Yerel özerkliğin programı alınması elbette önemli bir adımdır ama bunun pratiğe geçirilmesi çok dikkatli ve iyi düşünülmüş adımlar atılarak mümkündür. Hele Türkiye gibi üniter bir devlette, şovenizmin ve Türk milliyetçiliğinin sağdan da soldan da körüklendiği bir ülkede yerel özerkliği pratiğe geçirmek daha da büyük bir dikkat ve özen gerektirir.
Daha da önemlisi yerel özerkliğin ilan edilmesi için belli durumlar, belli koşullar olması gerekir. Örneğin Danimarka gibi, özgürlüklerin nispeten daha fazla güvence altında olduğu kapitalist ülkelerde Chiristiana mahallesi yerel özerkliğini ilan edebilir. Hatta bu, yasal bir hak olarak güvenceye bile alınabilir. Christiana’ya polisin girmesi yasal olarak yasaktır. Bu mahalle kendi iç güvenliğini (diğer her şey gibi) kendisi sağlar. Fakat bu, bugünkü dünyada istisnai bir durum olarak görülmelidir.
Bunun dışında yerel özerklik nasıl ve hangi koşullarda ilan edilebilir? Bazı devrimci durumlarda defacto olarak ilan edilebilir yerel özerklik. Devrimci kalkışma nedeniyle merkezi iktidar zaafa uğramıştır ve istese bile yerel birimleri ezecek gücü yoktur. Hatta ülkede bir ikili iktidar durumu doğmuştur. Bu durumda merkezi devlet gücünün sizi ezmesi pek mümkün değildir. Devlet, mecburen uzlaşır ve taviz verir. Üzerinize gelemez. Rusya’daki son dönem Sovyetler veya ispanya’daki başlangıçtaki özgür komünler bunun örneği olarak görülebilir.
Bir başka durum, yerel özerkliğin nispeten durgun bir toplumsal ortamda ilan edilmesidir.

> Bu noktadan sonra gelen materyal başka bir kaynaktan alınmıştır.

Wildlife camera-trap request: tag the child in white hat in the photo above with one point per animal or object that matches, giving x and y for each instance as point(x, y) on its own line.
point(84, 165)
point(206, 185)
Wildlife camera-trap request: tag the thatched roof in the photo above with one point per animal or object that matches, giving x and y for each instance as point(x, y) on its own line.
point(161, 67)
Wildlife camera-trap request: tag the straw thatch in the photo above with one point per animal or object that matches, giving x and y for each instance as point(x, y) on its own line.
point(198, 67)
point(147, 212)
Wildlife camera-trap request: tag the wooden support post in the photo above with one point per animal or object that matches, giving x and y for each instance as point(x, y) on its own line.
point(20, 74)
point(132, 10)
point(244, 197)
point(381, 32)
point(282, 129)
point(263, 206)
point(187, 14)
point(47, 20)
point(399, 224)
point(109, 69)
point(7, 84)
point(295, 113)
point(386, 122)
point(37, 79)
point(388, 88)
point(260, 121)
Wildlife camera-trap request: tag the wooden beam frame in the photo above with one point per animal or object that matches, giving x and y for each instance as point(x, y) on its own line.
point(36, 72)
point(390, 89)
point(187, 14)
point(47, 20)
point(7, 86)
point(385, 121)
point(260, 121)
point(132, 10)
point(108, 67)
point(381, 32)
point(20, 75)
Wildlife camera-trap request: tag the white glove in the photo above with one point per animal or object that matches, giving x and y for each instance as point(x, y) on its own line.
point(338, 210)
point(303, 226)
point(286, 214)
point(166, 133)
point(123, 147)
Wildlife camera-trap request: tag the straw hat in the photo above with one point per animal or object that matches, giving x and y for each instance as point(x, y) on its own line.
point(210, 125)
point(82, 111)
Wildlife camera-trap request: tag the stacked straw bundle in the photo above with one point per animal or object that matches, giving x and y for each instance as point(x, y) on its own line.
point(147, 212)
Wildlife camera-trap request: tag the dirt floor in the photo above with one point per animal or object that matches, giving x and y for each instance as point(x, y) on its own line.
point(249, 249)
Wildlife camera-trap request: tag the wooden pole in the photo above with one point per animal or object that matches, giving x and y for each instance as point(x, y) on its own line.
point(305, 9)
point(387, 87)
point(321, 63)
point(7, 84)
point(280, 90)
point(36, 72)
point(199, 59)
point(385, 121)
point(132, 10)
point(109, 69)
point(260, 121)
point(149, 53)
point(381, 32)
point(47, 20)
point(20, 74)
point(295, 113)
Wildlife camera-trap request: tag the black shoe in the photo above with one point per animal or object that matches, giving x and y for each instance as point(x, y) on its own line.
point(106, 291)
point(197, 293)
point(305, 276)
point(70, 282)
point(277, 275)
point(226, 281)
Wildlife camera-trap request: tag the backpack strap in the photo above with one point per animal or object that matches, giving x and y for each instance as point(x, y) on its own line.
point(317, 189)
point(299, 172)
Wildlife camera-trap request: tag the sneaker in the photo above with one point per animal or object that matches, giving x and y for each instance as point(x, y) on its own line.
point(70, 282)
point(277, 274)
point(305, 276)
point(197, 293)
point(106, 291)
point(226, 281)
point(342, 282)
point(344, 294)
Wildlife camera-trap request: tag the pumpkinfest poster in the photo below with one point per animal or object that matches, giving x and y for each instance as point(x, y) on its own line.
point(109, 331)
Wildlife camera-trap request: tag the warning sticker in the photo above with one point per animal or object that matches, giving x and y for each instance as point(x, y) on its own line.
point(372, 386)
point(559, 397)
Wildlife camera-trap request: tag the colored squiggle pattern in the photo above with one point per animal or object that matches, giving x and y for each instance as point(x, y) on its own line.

Böyle bir ortamda yerel halk kendini merkezi devlete karşı savunacak güce sahip değildir ama merkezi devletin güçleriyle mümkün olduğu kadar çatışmadan kendi özörgütlenmesini sessiz sedasız sürdürebilir. Devlet güçlerine karşı durmaz ama devlet organlarını fiilen etkisiz hale getirir. Böyle durumlarda sivil itaatsizlik son derece önemli bir mücadele aracıdır. Fatsa bunun örneklerinden biri olarak ele alınabilir (gerçi sonradan zor yoluyla ezilmiştir ama).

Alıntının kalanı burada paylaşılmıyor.